Иногда он бросал сторожить и бродил по окрестностям; всюду зрели изобильные жатвы, и дар его бедности казался ему еще более горьким. Проходили стада, и он смотрел на них издали, как когда-то на корабли, исчезающие за горизонтом; их паруса знакомы со всеми ветрами, и они идут далекими морями в богатые страны, откуда трюмы их возвращаются наполненные запахом груза, чтобы обогатить могущественных хозяев, которые к жилищах, украшенными кораллами и картами, вычисляют захождении в гавань и приливы. Следующий год был такой, что Гермагор, чтобы посеять, собирал колосья на чужих полях. Он ходил по полям, согнувшись под солнцем. Наконец, его посевы стали счастливее; его поле также зарумянилось, и он смотрел, как готовится его благоденствие, когда вдруг небо заволоклось. Гроза разразилась градом; не осталось ни одного колоса, и Гермагор удалился через равнину, бледный и молчаливый от гнева и отчаяния, с помертвевшим лицом и с руками, окровавленными ранившими их градинами.
Когда он подходил к источнику, чтобы омыть в нем свои раны, он увидел уснувшего человека, лежащего у края воды. Это был тот самый чужестранец, который когда-то заплатил ему золотыми монетами за его лодку; стало быть, он бросил весла с сетью, и Гермагор, в ту минуту, когда уже собирался разбудить его, чтобы справиться об его удачах, заметил, рядом со спящим, приоткрытый кошелек; там сверкали монеты; несколько монет блестело в пальцах зажатой руки; без сомнения, он начал бросать их в воду, ибо сквозь прозрачность ее можно было различить монеты, лежащие на песчаном дне источника. Человек продолжал спать. Гермагор поднял кошелек и, после того, как шел всю ночь и часть утра, он пришел в полдень к месту, откуда был виден город.
Дома были расположены вокруг большого здания с куполом, возле которого находились другие, поменьше. Дворцы окаймляли широкую реку, через которую были перекинуты изогнутые мосты; деревья росли между домами; иногда они тянулись в ряд длинными аллеями или рассыпались садами. Воды поблескивали в них. Улицы были безлюдны, пустынные по причине жары.
Огромные кладбища окружали город; можно было принять их за леса, так как кипарисы возвышались по всем углам каждой могилы, которые были все в виде пирамид или прямоугольных глыб. Могилы первого рода, женские, были украшены розами.
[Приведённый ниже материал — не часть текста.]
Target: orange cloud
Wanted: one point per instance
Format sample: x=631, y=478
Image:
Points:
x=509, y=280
Благоухание этого места, возникавшее из смещения цветов и листвы, было в одно и то же время горьким и сладостным, как сама смерть. Одинокая посетительница медленно там шла среди могил. Ее длинное желтое покрывало цеплялось иногда за ветку кипариса или за шип розы, и тогда видно было ее тонко подкрашенное лицо. Один раз она нагнулась, чтобы прочесть имя, и медали ее браслета зазвенели на мраморе, потом она села и заплакала. Гермагор подошел к ней: "О чем ты плачешь?", спросил он ее. – "Откуда пришел ты, прохожий?", ответила она, "что не ведаешь о моем прославленном горе? О нем слышно далеко, а ты один ничего не знаешь о нем. Разве тебе неизвестно, что Илалия любила? Она любила того, кто ее бросил. Он уехал и с тех пор я полюбила блуждать в этих местах. Однажды вечером он уехал, покинув меня ради бедности и мудрости, и говорят, что он теперь сделался рыбаком на берегу реки, возле моря!" – "Я тоже был рыбаком на берегу реки", отвечал Гермагор. "Я возделывал бесплодную землю, я устал от плуга и от весел, и пришел к золоту и к любви".
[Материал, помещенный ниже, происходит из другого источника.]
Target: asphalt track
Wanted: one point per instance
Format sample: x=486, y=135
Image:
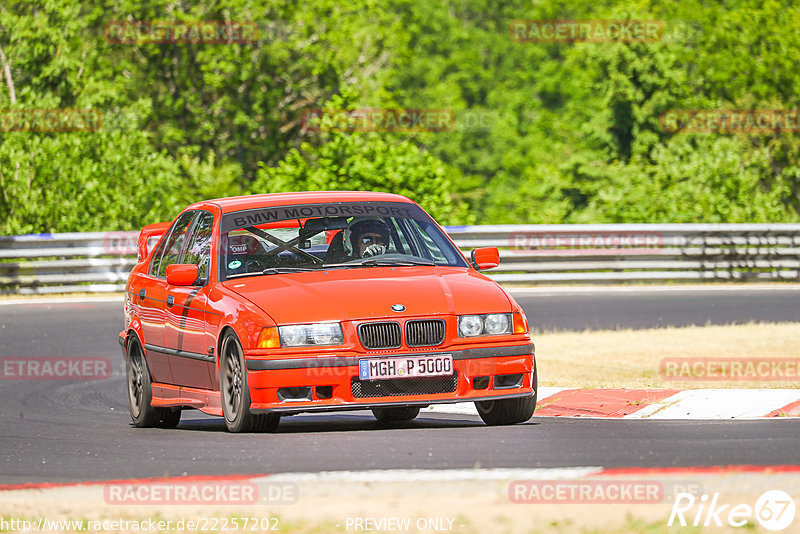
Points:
x=66, y=431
Гермагор, который прежде лежал нагой между речных тростников и спал с камнем под головою на борозде своего поля, он, которого сек ветер, жалили пчелы, на которого лаяли собаки, лежал теперь на бронзовом ложе и спал на тканых шелках. Его обмахивали пальмовыми листьями и убаюкивали песнями; благовония курились у его изголовья.
Это была удивительная любовь. Он сделался известен, и его общества искали, потому что для отвергнутых есть тайная и низкая сладость в том, чтобы посещать, по крайней мере, счастливых любовников женщины, которой они желают, а Илалия снилась юношам, как надменная статуя. Однажды утром ее нашли нагой на ложе, белее мрамора, улыбающуюся, как если бы она умерла от радости. Гермагор не оплакивал ее. Удивлялись его необыкновенному безразличию, благодаря чему он приобрел шумную славу изысканного человека, которая дошла до царицы. Она жила во дворце с высоким куполом, окруженным другими, меньшими. Гермагор был тайно проведен туда и часто он входил туда вечером, чтобы выйти только на рассвете. Царица полюбила его, и так как есть в человеческих судьбах таинственные заразы, он стал царем, когда прежний царь, идиот и ханжа, за которого правили, умер в уединенном павильоне, где он прозябал, пуская слюну на плиты. Похороны покойного освятили восшествие на престол узурпатора; несколько огрубленных голов упрочили событие, высокомерие выскочки заставляло говорить об его предназначении. Перед ним преклонялись; он стал скучать.
Однажды, проходя по главной площади города, под ярким солнцем, с короной на голове и со скипетром в руке, он заметил человека, одетого в рубище, который, стоя, смотрел на него и смеялся. Он признал в нем того чужестранца, который некогда купил у него лодку, того спящего, чей кошелек искусил его однажды возле источника. По приказанию царя привели к нему оборванца. "Почему ты смеешься?" сказал Гермагор. "Скажи, что тебе надо от меня?". – "О царь", сказал жалкий человек, "я смотрю на тень твоей славы у ног твоих". И царь, опустив глаза, увидел эту тень. Образуемая гребнем высокой короны, клювом скипетра и полами манит, она была бесформенна и приземиста, и казалась, со своими чудовищно распластанными крыльями химеры, каким то угрюмым и немощным зверем, скорчившимся у ног триумфатора и ползущим впереди него.
Царь Гермагор понял намек нищего. Ему почудилось, что он видит в пародии на свое тело образ самой души своей, и он заплакал. Вечером он тайком убежал и, бросив по дороге в источник, возле которого он когда-то ограбил спящего, свой скипетр и диадему, он пришел к маленькому полю, которое когда-то возделывал и, легши нагим на жесткую землю, предоставил себя смерти.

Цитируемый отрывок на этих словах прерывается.